A fireman wants to slide down a rope. The breaking load for the rope is ${\left( {\dfrac{3}{4}} \right)^{{\text{th}}}}$ of the weight of the man. With what minimum acceleration should the fireman slide down? (Acceleration due to gravity is g)
${\text{A}}{\text{.}}$ Zero
$
  {\text{B}}{\text{. }}\dfrac{{\text{g}}}{4} \\
  {\text{C}}{\text{. }}\dfrac{{{\text{3g}}}}{4} \\
  {\text{D}}{\text{. }}\dfrac{{\text{g}}}{2} \\
 $

Answer 1

Hint: Here, we will proceed by finding the frictional force acting on the firearm. Then, we will draw the free body diagram of the firearm.
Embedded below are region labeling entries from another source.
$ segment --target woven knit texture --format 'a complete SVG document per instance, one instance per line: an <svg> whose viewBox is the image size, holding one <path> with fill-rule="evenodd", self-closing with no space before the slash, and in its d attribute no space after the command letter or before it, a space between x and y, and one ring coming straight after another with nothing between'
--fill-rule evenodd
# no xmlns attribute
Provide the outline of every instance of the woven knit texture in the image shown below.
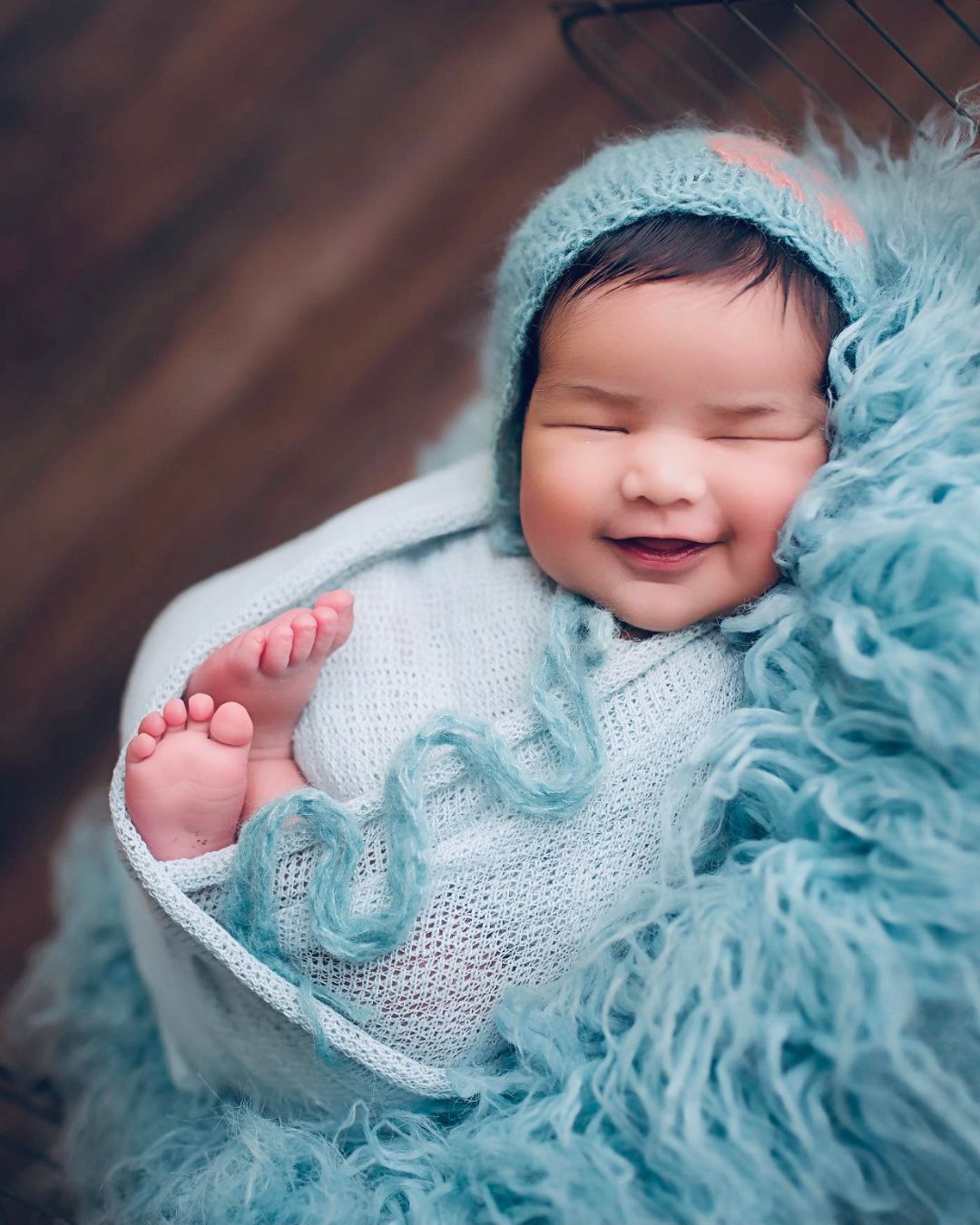
<svg viewBox="0 0 980 1225"><path fill-rule="evenodd" d="M466 1100L399 1109L365 1094L338 1125L299 1096L271 1111L180 1093L135 962L152 942L134 952L123 899L149 898L157 933L154 908L172 931L203 915L195 938L233 981L251 954L187 895L203 876L178 882L141 858L119 811L134 893L105 840L78 828L61 926L12 1031L65 1095L83 1223L975 1221L980 168L975 126L948 123L908 159L853 146L846 198L872 285L832 356L834 451L780 537L785 581L722 625L745 652L744 706L688 760L701 785L662 823L650 875L566 974L505 993L497 1058L445 1073ZM810 141L826 168L833 154ZM398 497L385 503L392 557ZM466 510L491 507L474 496ZM343 573L343 526L332 544L284 546L262 599L274 588L289 606L328 544ZM203 597L233 586L218 576ZM252 624L250 598L239 589L207 627L185 601L163 628L201 633L203 650ZM131 695L179 692L200 650L164 669L137 660ZM254 960L261 1002L273 971ZM307 1020L299 1002L281 1014L289 1033ZM368 1066L358 1024L331 1034Z"/></svg>

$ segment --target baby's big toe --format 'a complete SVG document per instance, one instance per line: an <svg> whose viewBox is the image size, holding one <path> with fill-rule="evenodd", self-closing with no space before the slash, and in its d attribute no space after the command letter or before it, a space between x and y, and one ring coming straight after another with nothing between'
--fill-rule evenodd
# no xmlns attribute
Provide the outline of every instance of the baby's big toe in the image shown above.
<svg viewBox="0 0 980 1225"><path fill-rule="evenodd" d="M244 748L252 741L251 715L240 702L224 702L211 717L208 734L222 745Z"/></svg>

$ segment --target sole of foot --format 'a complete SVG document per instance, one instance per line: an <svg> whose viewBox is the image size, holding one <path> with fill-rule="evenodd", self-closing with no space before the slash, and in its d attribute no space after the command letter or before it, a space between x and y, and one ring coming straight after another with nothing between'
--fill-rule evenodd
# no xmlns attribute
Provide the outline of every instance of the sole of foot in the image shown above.
<svg viewBox="0 0 980 1225"><path fill-rule="evenodd" d="M321 668L353 627L353 594L323 592L312 609L289 609L212 652L191 674L185 696L240 702L252 718L252 758L287 758Z"/></svg>
<svg viewBox="0 0 980 1225"><path fill-rule="evenodd" d="M156 859L192 859L235 840L252 720L208 693L173 698L126 747L126 807Z"/></svg>

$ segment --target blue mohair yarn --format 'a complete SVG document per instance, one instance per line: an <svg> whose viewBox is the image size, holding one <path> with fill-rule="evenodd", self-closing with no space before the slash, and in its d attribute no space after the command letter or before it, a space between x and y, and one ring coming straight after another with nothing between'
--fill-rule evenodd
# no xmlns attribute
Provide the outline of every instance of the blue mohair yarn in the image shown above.
<svg viewBox="0 0 980 1225"><path fill-rule="evenodd" d="M337 800L315 789L282 796L244 827L232 867L222 922L256 957L296 981L279 946L273 903L283 834L310 833L320 846L310 882L310 929L333 957L368 962L396 949L428 895L429 831L425 766L434 750L451 747L485 786L514 811L539 818L576 812L604 766L589 670L604 658L614 633L608 612L575 592L559 588L551 603L548 641L532 677L532 706L557 748L554 779L533 778L490 724L451 713L432 715L399 746L385 778L386 883L390 904L381 911L350 909L350 886L364 839ZM559 695L568 702L566 710ZM342 1012L348 1006L331 997Z"/></svg>
<svg viewBox="0 0 980 1225"><path fill-rule="evenodd" d="M76 831L11 1033L65 1096L82 1221L976 1221L975 135L948 120L908 159L849 142L875 288L832 354L833 451L780 535L786 578L723 624L746 704L657 876L559 984L505 997L510 1060L461 1077L469 1105L326 1129L179 1095L110 832ZM810 156L833 159L813 134Z"/></svg>

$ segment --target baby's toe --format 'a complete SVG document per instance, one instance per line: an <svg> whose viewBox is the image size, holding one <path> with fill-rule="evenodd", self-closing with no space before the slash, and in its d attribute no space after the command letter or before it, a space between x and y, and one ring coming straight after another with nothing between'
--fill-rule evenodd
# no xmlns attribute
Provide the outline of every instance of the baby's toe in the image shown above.
<svg viewBox="0 0 980 1225"><path fill-rule="evenodd" d="M208 735L222 745L244 748L252 740L252 720L240 702L224 702L211 719Z"/></svg>
<svg viewBox="0 0 980 1225"><path fill-rule="evenodd" d="M187 708L179 697L172 697L163 708L163 720L168 730L183 728L187 722Z"/></svg>
<svg viewBox="0 0 980 1225"><path fill-rule="evenodd" d="M260 670L266 676L282 676L289 666L289 657L293 653L293 628L288 625L277 625L270 632L266 641L266 649L258 663Z"/></svg>
<svg viewBox="0 0 980 1225"><path fill-rule="evenodd" d="M209 693L192 693L187 698L187 726L194 731L207 731L207 720L214 713L214 698Z"/></svg>
<svg viewBox="0 0 980 1225"><path fill-rule="evenodd" d="M316 620L316 638L311 654L315 659L326 659L337 638L337 612L332 608L321 605L314 609L314 617Z"/></svg>
<svg viewBox="0 0 980 1225"><path fill-rule="evenodd" d="M156 747L156 739L148 731L141 731L129 742L126 748L126 764L132 766L136 762L145 762L147 757L153 756L153 750Z"/></svg>
<svg viewBox="0 0 980 1225"><path fill-rule="evenodd" d="M232 657L235 670L247 676L257 673L258 663L262 659L262 652L265 649L266 630L263 626L260 626L257 630L249 630L247 633L243 633L235 643L234 654Z"/></svg>
<svg viewBox="0 0 980 1225"><path fill-rule="evenodd" d="M167 731L167 722L159 710L151 710L140 722L140 731L145 731L148 736L153 736L154 740L159 740L164 731Z"/></svg>
<svg viewBox="0 0 980 1225"><path fill-rule="evenodd" d="M316 638L316 617L309 609L304 609L293 617L293 650L289 655L289 665L305 664L310 658L310 652Z"/></svg>

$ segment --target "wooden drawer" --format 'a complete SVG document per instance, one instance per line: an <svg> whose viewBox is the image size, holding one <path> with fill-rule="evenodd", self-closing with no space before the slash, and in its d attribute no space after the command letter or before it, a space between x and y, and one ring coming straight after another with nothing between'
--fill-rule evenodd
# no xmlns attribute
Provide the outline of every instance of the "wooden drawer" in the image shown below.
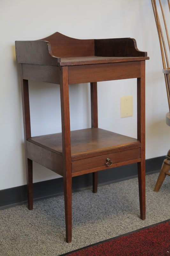
<svg viewBox="0 0 170 256"><path fill-rule="evenodd" d="M100 167L102 168L101 170L111 168L113 167L113 164L140 158L140 148L138 148L77 160L72 162L72 172ZM112 165L110 166L107 166L106 164L107 158L112 162ZM109 162L108 164L110 163Z"/></svg>

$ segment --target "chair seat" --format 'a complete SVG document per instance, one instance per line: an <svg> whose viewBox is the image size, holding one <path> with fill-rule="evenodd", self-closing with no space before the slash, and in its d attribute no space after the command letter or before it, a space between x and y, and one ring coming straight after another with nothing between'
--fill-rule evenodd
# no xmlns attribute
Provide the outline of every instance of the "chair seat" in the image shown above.
<svg viewBox="0 0 170 256"><path fill-rule="evenodd" d="M167 68L165 69L162 69L162 72L164 74L170 74L170 68Z"/></svg>

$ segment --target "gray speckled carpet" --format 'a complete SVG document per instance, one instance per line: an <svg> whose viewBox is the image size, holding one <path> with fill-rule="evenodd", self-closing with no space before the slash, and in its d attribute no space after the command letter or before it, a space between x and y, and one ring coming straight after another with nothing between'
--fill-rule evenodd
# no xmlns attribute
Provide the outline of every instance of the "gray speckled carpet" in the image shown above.
<svg viewBox="0 0 170 256"><path fill-rule="evenodd" d="M65 240L63 196L0 211L1 256L57 256L170 219L170 179L153 191L146 176L146 219L139 218L137 178L73 194L72 240Z"/></svg>

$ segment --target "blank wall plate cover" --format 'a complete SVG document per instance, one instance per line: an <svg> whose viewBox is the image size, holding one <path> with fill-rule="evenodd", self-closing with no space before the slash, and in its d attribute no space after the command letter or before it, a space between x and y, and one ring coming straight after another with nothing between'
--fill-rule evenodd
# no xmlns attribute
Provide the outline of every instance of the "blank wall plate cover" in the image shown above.
<svg viewBox="0 0 170 256"><path fill-rule="evenodd" d="M127 117L133 116L133 96L121 97L121 116Z"/></svg>

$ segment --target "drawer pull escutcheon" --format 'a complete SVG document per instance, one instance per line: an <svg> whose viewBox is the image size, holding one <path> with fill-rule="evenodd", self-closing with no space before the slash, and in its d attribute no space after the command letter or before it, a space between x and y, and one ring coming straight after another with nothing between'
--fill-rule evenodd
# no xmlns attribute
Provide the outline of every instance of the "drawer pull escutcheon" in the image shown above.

Finally, we will apply Newton's second law of motion.

Step By Step Answer:

Formulas Used: W = mg, Force of reaction = -(Force of action) and Net force acting in the direction of the acceleration = (Mass of the body)(Acceleration of the body).

Let the mass of the fireman be m

As we know that weight of any object of mass m is given by W = mg where g is the acceleration due to gravity

Weight of the fireman W = mg

Given, Breaking load for the rope = $\dfrac{3}{4} \times $(Weight of the fireman) = $\dfrac{3}{4} \times $W = $\dfrac{{3{\text{mg}}}}{4}$

Since, the breaking load for any rope refers to the maximum tension which will be there in that rope

i.e., Maximum tension in the rope ${{\text{T}}_{{\text{max}}}} = \dfrac{{3{\text{mg}}}}{4}$

In order for the fireman to slide down a rope, the force of friction acting on the fireman due to the rope, acts in the upward direction.

According to Newton’s third law of motion, to every action there occurs an equal and opposite reaction.

i.e., Force of reaction = -(Force of action)
The negative sign in the above equation represents that the directions of action and reaction forces act in the opposite direction.

Due to the above law, an equal amount of the force of friction acts in the downward direction in the rope.

According to equilibrium in the rope,

Force of friction = Maximum tension acting in the rope

$ \Rightarrow $ Force of friction = ${{\text{T}}_{{\text{max}}}} = \dfrac{{3{\text{mg}}}}{4}$

Let the minimum acceleration with which the fireman which slide down be a

The free body diagram of the man is shown in the figure
According to the Newton’s second law of motion,

Net force acting in the direction of the acceleration = (Mass of the body)(Acceleration of the body)

 $ \Rightarrow $ (Weight of the fireman) – (Force of friction) = (Mass of the fireman)(Acceleration of the fireman)
$ \Rightarrow $ W - $\dfrac{{3{\text{mg}}}}{4}$ = ma
$ \Rightarrow $ mg - $\dfrac{{3{\text{mg}}}}{4}$ = ma
$ \Rightarrow $ $\dfrac{{4{\text{mg}} - 3{\text{mg}}}}{4}$ = ma
$ \Rightarrow $ ma = $\dfrac{{{\text{mg}}}}{4}$
$ \Rightarrow $ a = $\dfrac{{\text{g}}}{4}$

The minimum acceleration with which the fireman slides down is $\dfrac{{\text{g}}}{4}$.

Hence, option B is correct.

Note: In this particular problem, when the fireman is sliding downwards the force of friction acting on the fireman will be acting in the upward direction because the force of friction always acts in a direction opposite to that of the motion. Since, force of friction is a type of force which opposes motion of a body.